Ben Lisbakken, Gears API team
November 2007
I am a support engineer on Gears, and I'm in love with it. Everyday I sit down and think about what projects, sites, mashups, or fun little tools could benefit from Gears. Well, the truth is there's a lot. Sites with a lot of static information -- Wikipedia, any API documentation, web-based email -- would be great to be able to use when no internet connection is available. But what if you're a user that always has an internet connection? Then adding Gears to a site doesn't do much, right? Wrong. Imagine your favorite website is now stored on your computer, and it syncs whenever there's altered content. Whenever you look at the site, your browser is grabbing everything straight from your hard drive. Did you just make a search for your best friend on Facebook? Don't wait 5 seconds the next time that search runs, have the results immediately! Meanwhile, save the webmasters' precious bandwidth/server power!
But alas, if only it were a reality that every site was Gears enabled -- the internet faster and available anywhere. You'd need every site to implement Gears -- GearsMonkey to the rescue!
By using Gears with the Firefox Greasemonkey plugin, you can inject Gears code into any website that you want.
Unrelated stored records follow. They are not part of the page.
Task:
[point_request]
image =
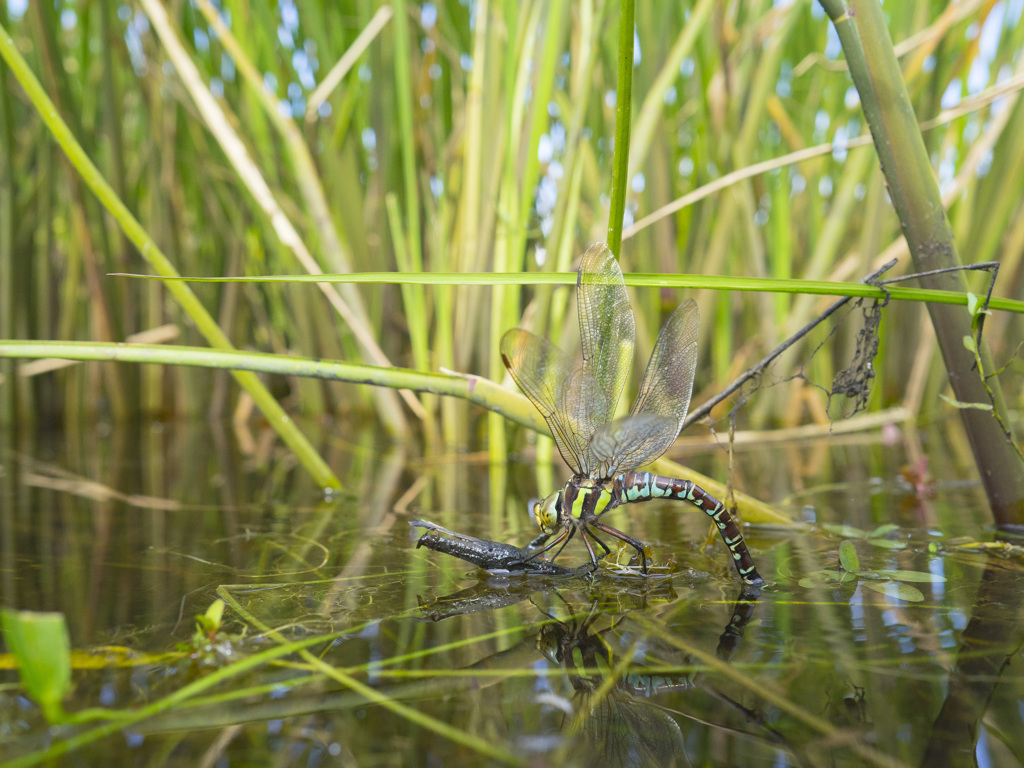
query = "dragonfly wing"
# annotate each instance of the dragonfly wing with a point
(607, 333)
(668, 382)
(665, 396)
(556, 386)
(632, 441)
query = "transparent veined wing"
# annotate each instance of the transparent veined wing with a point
(607, 334)
(660, 408)
(626, 443)
(560, 390)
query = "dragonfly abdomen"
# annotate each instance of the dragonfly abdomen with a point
(632, 487)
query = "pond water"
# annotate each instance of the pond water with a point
(413, 657)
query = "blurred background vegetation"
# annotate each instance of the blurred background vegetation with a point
(477, 137)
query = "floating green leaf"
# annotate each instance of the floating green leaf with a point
(848, 557)
(41, 648)
(897, 590)
(886, 544)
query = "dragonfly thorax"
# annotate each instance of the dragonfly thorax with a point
(547, 512)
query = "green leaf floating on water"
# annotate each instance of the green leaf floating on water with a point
(886, 544)
(897, 590)
(41, 648)
(848, 557)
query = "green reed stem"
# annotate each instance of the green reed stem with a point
(877, 73)
(624, 103)
(638, 280)
(274, 414)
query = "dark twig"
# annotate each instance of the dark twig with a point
(760, 367)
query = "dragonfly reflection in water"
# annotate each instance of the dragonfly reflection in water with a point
(578, 400)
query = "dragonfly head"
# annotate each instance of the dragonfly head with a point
(547, 512)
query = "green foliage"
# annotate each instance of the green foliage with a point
(889, 582)
(463, 126)
(42, 650)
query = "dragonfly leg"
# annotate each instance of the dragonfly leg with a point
(625, 538)
(590, 549)
(562, 539)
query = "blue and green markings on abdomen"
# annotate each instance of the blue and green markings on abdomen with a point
(632, 487)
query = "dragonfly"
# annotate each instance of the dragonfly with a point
(578, 398)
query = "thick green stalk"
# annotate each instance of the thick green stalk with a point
(624, 101)
(274, 414)
(7, 406)
(877, 74)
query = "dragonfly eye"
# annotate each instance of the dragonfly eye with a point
(547, 511)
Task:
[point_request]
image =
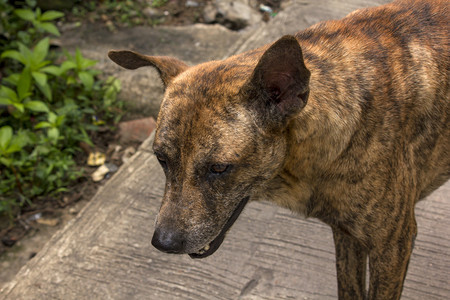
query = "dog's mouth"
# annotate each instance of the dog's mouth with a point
(211, 247)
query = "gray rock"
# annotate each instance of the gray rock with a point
(232, 14)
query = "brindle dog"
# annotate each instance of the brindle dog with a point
(347, 121)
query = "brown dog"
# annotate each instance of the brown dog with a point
(347, 121)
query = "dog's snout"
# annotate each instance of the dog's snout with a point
(169, 241)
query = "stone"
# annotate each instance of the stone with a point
(136, 130)
(233, 14)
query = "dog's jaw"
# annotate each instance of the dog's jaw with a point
(212, 246)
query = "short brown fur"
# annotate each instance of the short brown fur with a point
(347, 121)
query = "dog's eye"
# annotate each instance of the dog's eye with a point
(161, 161)
(219, 168)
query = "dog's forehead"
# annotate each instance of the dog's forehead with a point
(200, 110)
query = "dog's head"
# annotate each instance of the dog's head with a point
(220, 137)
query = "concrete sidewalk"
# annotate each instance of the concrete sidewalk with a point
(105, 252)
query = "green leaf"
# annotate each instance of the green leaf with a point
(40, 78)
(52, 117)
(37, 106)
(24, 84)
(5, 137)
(45, 89)
(40, 51)
(14, 54)
(6, 161)
(21, 138)
(5, 101)
(49, 27)
(51, 15)
(25, 14)
(87, 79)
(42, 125)
(67, 65)
(27, 54)
(59, 120)
(12, 79)
(8, 93)
(19, 107)
(53, 70)
(13, 148)
(53, 133)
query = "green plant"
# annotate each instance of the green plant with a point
(47, 108)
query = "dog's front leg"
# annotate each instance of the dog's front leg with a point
(351, 258)
(388, 261)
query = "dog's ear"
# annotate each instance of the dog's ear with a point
(168, 67)
(279, 85)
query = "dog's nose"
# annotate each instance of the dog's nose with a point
(169, 241)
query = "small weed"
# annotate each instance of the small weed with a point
(47, 108)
Don't wait for your favorite website to enable offline support -- do it yourself.
Follow along as I show you step-by-step how to take Wikipedia offline.
You need the following tools to take websites offline:
Here is an outline of what we need to do to take Wikipedia offline. It is a step-by-step guide of what needs to happen as soon as a Wikipedia page is loaded.
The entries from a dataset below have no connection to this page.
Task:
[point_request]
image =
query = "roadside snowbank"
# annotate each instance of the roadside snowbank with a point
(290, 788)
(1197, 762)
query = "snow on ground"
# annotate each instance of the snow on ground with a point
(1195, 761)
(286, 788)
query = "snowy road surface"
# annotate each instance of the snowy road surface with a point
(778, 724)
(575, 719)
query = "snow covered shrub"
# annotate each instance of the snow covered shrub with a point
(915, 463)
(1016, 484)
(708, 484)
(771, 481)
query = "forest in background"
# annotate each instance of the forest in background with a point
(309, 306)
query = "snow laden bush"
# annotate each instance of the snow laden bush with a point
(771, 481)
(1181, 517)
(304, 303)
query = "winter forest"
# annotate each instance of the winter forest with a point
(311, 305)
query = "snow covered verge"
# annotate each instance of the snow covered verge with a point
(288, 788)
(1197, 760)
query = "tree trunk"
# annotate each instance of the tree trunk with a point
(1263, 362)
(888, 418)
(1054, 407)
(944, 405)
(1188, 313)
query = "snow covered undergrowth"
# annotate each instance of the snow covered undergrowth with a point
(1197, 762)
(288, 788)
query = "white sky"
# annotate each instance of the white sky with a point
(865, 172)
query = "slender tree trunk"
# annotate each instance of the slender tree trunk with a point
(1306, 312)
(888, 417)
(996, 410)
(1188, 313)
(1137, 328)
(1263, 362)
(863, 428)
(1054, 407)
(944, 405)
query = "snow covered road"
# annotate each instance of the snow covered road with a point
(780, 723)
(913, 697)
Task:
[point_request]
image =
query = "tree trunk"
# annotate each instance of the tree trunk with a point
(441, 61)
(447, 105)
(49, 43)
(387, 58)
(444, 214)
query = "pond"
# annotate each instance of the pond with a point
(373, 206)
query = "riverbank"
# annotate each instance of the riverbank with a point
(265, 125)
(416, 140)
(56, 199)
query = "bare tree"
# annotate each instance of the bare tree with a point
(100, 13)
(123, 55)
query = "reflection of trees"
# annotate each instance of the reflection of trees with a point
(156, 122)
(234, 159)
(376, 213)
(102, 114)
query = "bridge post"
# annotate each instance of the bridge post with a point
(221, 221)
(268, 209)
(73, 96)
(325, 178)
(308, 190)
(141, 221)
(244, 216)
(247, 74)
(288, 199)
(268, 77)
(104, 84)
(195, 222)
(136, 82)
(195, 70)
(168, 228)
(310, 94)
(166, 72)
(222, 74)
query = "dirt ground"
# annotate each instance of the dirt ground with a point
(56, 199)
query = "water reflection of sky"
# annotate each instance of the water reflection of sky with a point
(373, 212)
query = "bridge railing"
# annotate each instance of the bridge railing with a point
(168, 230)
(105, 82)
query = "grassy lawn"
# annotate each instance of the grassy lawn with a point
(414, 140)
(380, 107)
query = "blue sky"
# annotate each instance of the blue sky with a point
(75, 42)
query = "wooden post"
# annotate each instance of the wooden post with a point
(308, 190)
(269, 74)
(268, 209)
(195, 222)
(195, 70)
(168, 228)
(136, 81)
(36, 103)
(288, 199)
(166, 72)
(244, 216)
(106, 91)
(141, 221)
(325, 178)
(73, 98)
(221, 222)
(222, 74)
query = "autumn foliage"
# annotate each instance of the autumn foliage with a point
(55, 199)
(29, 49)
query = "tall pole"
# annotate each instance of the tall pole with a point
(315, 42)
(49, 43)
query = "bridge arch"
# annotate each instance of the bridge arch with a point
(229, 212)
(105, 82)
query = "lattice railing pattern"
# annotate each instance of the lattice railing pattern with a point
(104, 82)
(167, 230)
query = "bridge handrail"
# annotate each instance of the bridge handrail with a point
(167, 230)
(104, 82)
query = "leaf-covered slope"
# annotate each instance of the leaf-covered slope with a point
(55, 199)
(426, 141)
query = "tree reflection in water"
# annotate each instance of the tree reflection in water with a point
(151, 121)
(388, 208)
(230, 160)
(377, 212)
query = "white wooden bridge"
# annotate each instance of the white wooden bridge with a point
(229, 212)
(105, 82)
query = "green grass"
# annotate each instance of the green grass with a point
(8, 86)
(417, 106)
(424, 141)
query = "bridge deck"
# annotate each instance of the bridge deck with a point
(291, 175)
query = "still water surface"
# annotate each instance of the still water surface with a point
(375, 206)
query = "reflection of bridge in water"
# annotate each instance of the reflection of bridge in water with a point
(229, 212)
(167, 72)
First, I created two scripts, wikipedia_offline.user.js and wikipedia_offline_img_grabber.user.js, to grab stuff from en.wikipedia.org (HTML and CSS) and upload.wikimedia.org (images, sound clips, videos), respectively. I also needed to use an iFrame whose source was in the origin of upload.wikimedia.org in order to be able to download the media files from that origin. By having two files, it was much easier to separate the logic in the main window from that in the iFrame. After I was satisfied with the scripts, I placed them in the same file.
After setting up the files with the correct @include origins, the next step is to inject the code to initialize Gears. Normally, we would just use code like this:
// WRONG GEARS INIT CODE var server = null; var store = null; function init() { if (!window.google ||!google.gears) { return; } try { localServer = google.gears.factory.create('beta.localserver','1.0'); } catch (ex) {} store = localServer.openStore(STORE_NAME); }
However, this won't do in our case for two reasons. First, our being in the (safe) Greasemonkey sandbox prevents us from being able to access window.google. The second reason is because Gears doesn't allow us to create an instance until the user has "allowed Gears to run on this site". Normally, this dialog would come up as soon as we tried to do a google.gears.factory.create, but this dialog will only trigger if an event is fired which does a GearsFactory().create. This behavior is specific to running Gears in Greasemonkey.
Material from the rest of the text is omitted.